More than 1,800 prisoners have escaped from a prison in Nigeria after an attack by suspected militants armed with rocket-propelled grenades and machine guns.
Gunmen stormed the prison in the southeastern city of Owerri after blasting their way in with explosives.
It was among a series of coordinated assaults launched in the early hours of Monday, which also targeted police and military facilities in the capital of Imo state.
Nigerian police have blamed the attacks on the paramilitary wing of a banned separatist movement in the region called the Eastern Security Network.
However, the group has denied involvement.
A Nigeria prison spokesman said: “The Owerri Custodial Centre in Imo state has been attacked by unknown gunmen and forcefully released a total of 1,844 inmates in custody.”

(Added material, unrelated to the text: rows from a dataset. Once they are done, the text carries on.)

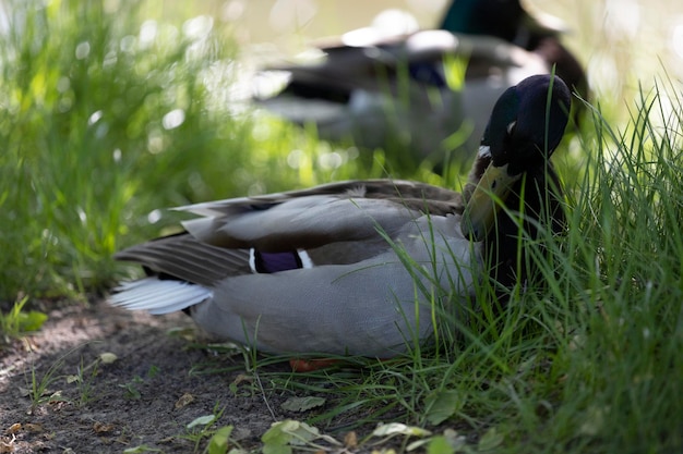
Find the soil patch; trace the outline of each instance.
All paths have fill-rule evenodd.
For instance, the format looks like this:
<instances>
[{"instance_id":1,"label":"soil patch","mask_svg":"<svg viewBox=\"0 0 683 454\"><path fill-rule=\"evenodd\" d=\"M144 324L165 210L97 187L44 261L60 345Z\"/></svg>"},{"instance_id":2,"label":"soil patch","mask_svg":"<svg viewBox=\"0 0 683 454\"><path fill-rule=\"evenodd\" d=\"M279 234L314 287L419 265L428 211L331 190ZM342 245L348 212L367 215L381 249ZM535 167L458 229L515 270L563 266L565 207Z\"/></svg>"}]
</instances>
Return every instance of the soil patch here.
<instances>
[{"instance_id":1,"label":"soil patch","mask_svg":"<svg viewBox=\"0 0 683 454\"><path fill-rule=\"evenodd\" d=\"M217 358L205 345L193 347L195 334L187 333L195 332L183 314L154 317L103 302L52 310L39 333L0 351L0 453L120 453L141 445L202 452L206 440L197 451L187 426L216 408L225 410L214 427L233 426L231 439L250 450L273 422L311 416L283 409L295 392L260 392L267 386L256 386L241 354ZM117 359L106 364L103 354ZM220 371L200 372L211 368ZM289 371L287 363L264 368ZM53 380L36 404L33 383L46 377Z\"/></svg>"}]
</instances>

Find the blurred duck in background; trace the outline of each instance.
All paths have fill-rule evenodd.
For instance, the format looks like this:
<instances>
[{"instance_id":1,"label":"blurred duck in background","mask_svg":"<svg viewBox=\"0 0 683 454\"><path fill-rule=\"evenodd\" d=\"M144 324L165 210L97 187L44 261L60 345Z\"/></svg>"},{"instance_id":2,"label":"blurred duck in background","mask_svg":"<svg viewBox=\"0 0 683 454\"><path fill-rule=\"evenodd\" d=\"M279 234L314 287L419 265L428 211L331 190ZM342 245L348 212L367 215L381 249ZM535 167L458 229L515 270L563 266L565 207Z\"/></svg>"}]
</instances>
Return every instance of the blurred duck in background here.
<instances>
[{"instance_id":1,"label":"blurred duck in background","mask_svg":"<svg viewBox=\"0 0 683 454\"><path fill-rule=\"evenodd\" d=\"M281 91L256 101L321 138L383 148L443 164L474 156L495 100L534 74L553 71L586 97L585 73L560 42L561 21L530 14L519 0L453 0L440 29L387 37L372 27L321 47L285 72ZM280 73L281 74L281 73ZM411 162L415 162L414 160Z\"/></svg>"}]
</instances>

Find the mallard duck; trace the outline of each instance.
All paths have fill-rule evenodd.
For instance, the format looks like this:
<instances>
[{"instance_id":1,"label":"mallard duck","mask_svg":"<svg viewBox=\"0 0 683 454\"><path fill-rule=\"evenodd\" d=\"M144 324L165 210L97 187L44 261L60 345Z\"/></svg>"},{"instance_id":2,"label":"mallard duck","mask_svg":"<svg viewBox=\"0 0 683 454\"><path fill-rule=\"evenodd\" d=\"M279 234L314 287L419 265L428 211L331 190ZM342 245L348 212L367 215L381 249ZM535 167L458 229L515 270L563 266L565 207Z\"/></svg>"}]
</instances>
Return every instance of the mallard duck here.
<instances>
[{"instance_id":1,"label":"mallard duck","mask_svg":"<svg viewBox=\"0 0 683 454\"><path fill-rule=\"evenodd\" d=\"M407 340L430 338L432 298L457 308L487 273L502 285L525 279L510 217L522 194L527 234L539 223L562 229L549 158L570 106L559 77L505 90L463 195L369 180L179 208L200 218L184 221L183 233L118 253L147 277L120 284L109 300L152 314L185 310L212 335L261 352L391 358Z\"/></svg>"},{"instance_id":2,"label":"mallard duck","mask_svg":"<svg viewBox=\"0 0 683 454\"><path fill-rule=\"evenodd\" d=\"M297 124L315 124L324 139L408 149L436 163L446 150L471 157L507 87L556 65L570 87L585 91L582 66L559 35L519 0L454 0L441 29L328 46L321 61L272 68L285 71L288 83L257 101ZM457 85L458 77L444 71L444 62L453 68L448 62L458 59L467 62L465 84L453 86L447 81Z\"/></svg>"}]
</instances>

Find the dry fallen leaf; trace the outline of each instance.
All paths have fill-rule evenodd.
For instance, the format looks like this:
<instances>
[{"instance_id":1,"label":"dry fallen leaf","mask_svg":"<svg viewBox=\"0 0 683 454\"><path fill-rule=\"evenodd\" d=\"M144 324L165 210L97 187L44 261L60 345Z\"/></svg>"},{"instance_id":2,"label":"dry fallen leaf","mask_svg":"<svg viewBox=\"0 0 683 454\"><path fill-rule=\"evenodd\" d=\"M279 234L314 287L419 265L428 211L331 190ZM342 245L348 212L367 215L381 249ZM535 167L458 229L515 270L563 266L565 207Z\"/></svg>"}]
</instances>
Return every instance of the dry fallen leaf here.
<instances>
[{"instance_id":1,"label":"dry fallen leaf","mask_svg":"<svg viewBox=\"0 0 683 454\"><path fill-rule=\"evenodd\" d=\"M0 440L0 453L13 453L14 452L14 435L12 439L2 437Z\"/></svg>"},{"instance_id":2,"label":"dry fallen leaf","mask_svg":"<svg viewBox=\"0 0 683 454\"><path fill-rule=\"evenodd\" d=\"M176 409L182 408L189 404L194 402L194 396L190 393L184 393L180 396L180 398L176 402Z\"/></svg>"},{"instance_id":3,"label":"dry fallen leaf","mask_svg":"<svg viewBox=\"0 0 683 454\"><path fill-rule=\"evenodd\" d=\"M95 424L93 424L93 430L95 431L95 433L111 432L113 428L115 427L112 424L106 424L106 422L99 422L99 421L95 421Z\"/></svg>"},{"instance_id":4,"label":"dry fallen leaf","mask_svg":"<svg viewBox=\"0 0 683 454\"><path fill-rule=\"evenodd\" d=\"M35 422L26 422L24 425L24 430L27 432L43 432L43 425Z\"/></svg>"},{"instance_id":5,"label":"dry fallen leaf","mask_svg":"<svg viewBox=\"0 0 683 454\"><path fill-rule=\"evenodd\" d=\"M358 435L355 431L348 432L344 435L344 445L349 449L355 449L358 446Z\"/></svg>"},{"instance_id":6,"label":"dry fallen leaf","mask_svg":"<svg viewBox=\"0 0 683 454\"><path fill-rule=\"evenodd\" d=\"M13 434L19 432L20 430L22 430L22 425L21 422L14 422L12 426L9 427L8 430L4 431L4 433L7 434Z\"/></svg>"},{"instance_id":7,"label":"dry fallen leaf","mask_svg":"<svg viewBox=\"0 0 683 454\"><path fill-rule=\"evenodd\" d=\"M111 364L113 361L116 361L117 359L119 359L119 357L117 355L115 355L111 352L105 352L103 354L99 355L99 360L103 364Z\"/></svg>"}]
</instances>

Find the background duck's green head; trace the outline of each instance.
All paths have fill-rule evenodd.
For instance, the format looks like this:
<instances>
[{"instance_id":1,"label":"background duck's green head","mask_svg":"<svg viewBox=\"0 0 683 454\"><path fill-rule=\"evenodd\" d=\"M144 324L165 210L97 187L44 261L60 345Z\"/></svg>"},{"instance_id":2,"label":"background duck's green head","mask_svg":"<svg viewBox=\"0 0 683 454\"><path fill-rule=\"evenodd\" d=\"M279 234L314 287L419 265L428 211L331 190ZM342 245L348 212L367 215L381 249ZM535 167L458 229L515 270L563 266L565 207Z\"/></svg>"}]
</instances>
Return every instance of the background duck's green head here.
<instances>
[{"instance_id":1,"label":"background duck's green head","mask_svg":"<svg viewBox=\"0 0 683 454\"><path fill-rule=\"evenodd\" d=\"M524 172L531 175L527 184L546 177L548 159L562 139L570 107L564 82L547 74L528 77L501 95L481 139L479 157L490 164L467 200L462 220L465 236L481 241L489 234L500 201L505 203L516 191Z\"/></svg>"},{"instance_id":2,"label":"background duck's green head","mask_svg":"<svg viewBox=\"0 0 683 454\"><path fill-rule=\"evenodd\" d=\"M571 94L558 76L536 75L501 95L481 145L493 165L517 175L541 165L560 144L568 121Z\"/></svg>"}]
</instances>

He added: “Efforts are in top gear to re-arrest the fleeing detainees.”
A separate police statement said: “The attempt by the attackers to gain access to the police armoury at the headquarters was totally and appropriately resisted.”

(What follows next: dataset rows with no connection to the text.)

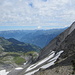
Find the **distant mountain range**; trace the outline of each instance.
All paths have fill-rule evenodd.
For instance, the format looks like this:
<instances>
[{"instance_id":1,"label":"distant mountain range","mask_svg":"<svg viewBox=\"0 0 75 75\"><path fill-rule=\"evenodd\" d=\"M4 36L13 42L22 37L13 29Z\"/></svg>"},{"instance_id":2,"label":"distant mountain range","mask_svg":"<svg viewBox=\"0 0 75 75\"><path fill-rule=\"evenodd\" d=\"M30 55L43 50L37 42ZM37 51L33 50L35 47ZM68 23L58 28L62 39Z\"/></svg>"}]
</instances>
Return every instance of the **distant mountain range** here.
<instances>
[{"instance_id":1,"label":"distant mountain range","mask_svg":"<svg viewBox=\"0 0 75 75\"><path fill-rule=\"evenodd\" d=\"M14 38L21 42L31 43L43 48L53 38L63 32L63 29L50 29L50 30L11 30L0 31L0 36L6 39Z\"/></svg>"},{"instance_id":2,"label":"distant mountain range","mask_svg":"<svg viewBox=\"0 0 75 75\"><path fill-rule=\"evenodd\" d=\"M5 39L0 37L0 51L4 52L29 52L36 51L39 52L40 47L20 42L14 38Z\"/></svg>"},{"instance_id":3,"label":"distant mountain range","mask_svg":"<svg viewBox=\"0 0 75 75\"><path fill-rule=\"evenodd\" d=\"M75 22L40 50L36 61L26 65L8 75L75 75Z\"/></svg>"}]
</instances>

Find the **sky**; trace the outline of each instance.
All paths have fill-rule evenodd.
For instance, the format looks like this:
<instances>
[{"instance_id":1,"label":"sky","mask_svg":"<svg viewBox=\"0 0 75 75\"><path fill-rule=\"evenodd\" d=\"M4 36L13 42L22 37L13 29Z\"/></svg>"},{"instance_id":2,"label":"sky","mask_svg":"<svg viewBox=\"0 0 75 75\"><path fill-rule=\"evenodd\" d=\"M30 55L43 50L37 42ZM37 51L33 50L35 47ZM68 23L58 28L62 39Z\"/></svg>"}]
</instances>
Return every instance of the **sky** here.
<instances>
[{"instance_id":1,"label":"sky","mask_svg":"<svg viewBox=\"0 0 75 75\"><path fill-rule=\"evenodd\" d=\"M52 29L75 21L75 0L0 0L0 30Z\"/></svg>"}]
</instances>

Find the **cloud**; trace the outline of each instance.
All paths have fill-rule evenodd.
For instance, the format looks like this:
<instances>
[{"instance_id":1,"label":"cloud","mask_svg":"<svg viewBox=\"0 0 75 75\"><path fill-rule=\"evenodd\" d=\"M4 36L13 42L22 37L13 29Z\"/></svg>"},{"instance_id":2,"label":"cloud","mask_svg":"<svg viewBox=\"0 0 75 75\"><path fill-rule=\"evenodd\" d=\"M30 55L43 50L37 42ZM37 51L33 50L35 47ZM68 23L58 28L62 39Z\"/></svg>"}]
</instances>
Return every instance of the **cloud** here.
<instances>
[{"instance_id":1,"label":"cloud","mask_svg":"<svg viewBox=\"0 0 75 75\"><path fill-rule=\"evenodd\" d=\"M41 29L42 27L41 27L41 26L38 26L37 28L38 28L38 29Z\"/></svg>"},{"instance_id":2,"label":"cloud","mask_svg":"<svg viewBox=\"0 0 75 75\"><path fill-rule=\"evenodd\" d=\"M0 26L65 27L74 20L74 0L0 0Z\"/></svg>"}]
</instances>

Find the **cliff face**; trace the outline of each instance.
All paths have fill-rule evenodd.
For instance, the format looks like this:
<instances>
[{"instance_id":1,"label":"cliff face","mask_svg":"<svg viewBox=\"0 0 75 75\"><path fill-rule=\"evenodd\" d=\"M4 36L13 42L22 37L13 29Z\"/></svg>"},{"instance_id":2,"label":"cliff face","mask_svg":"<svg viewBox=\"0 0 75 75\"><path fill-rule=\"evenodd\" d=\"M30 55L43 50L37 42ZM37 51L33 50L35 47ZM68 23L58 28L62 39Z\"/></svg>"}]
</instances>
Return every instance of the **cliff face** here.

The attacks come less than two weeks after a previous wave of violence in the southeastern part of the country, when at least a dozen security officers were killed during assaults on four police stations, military checkpoints and prison vehicles.
Large amounts of ammunition was stolen in the raids for which no group has claimed responsibility.
It is among a number of serious security challenges facing President Muhammadu Buhari, including a decade-long Islamist insurgency in the northeast, a spate of school kidnappings in the northwest and piracy in the Gulf of Guinea.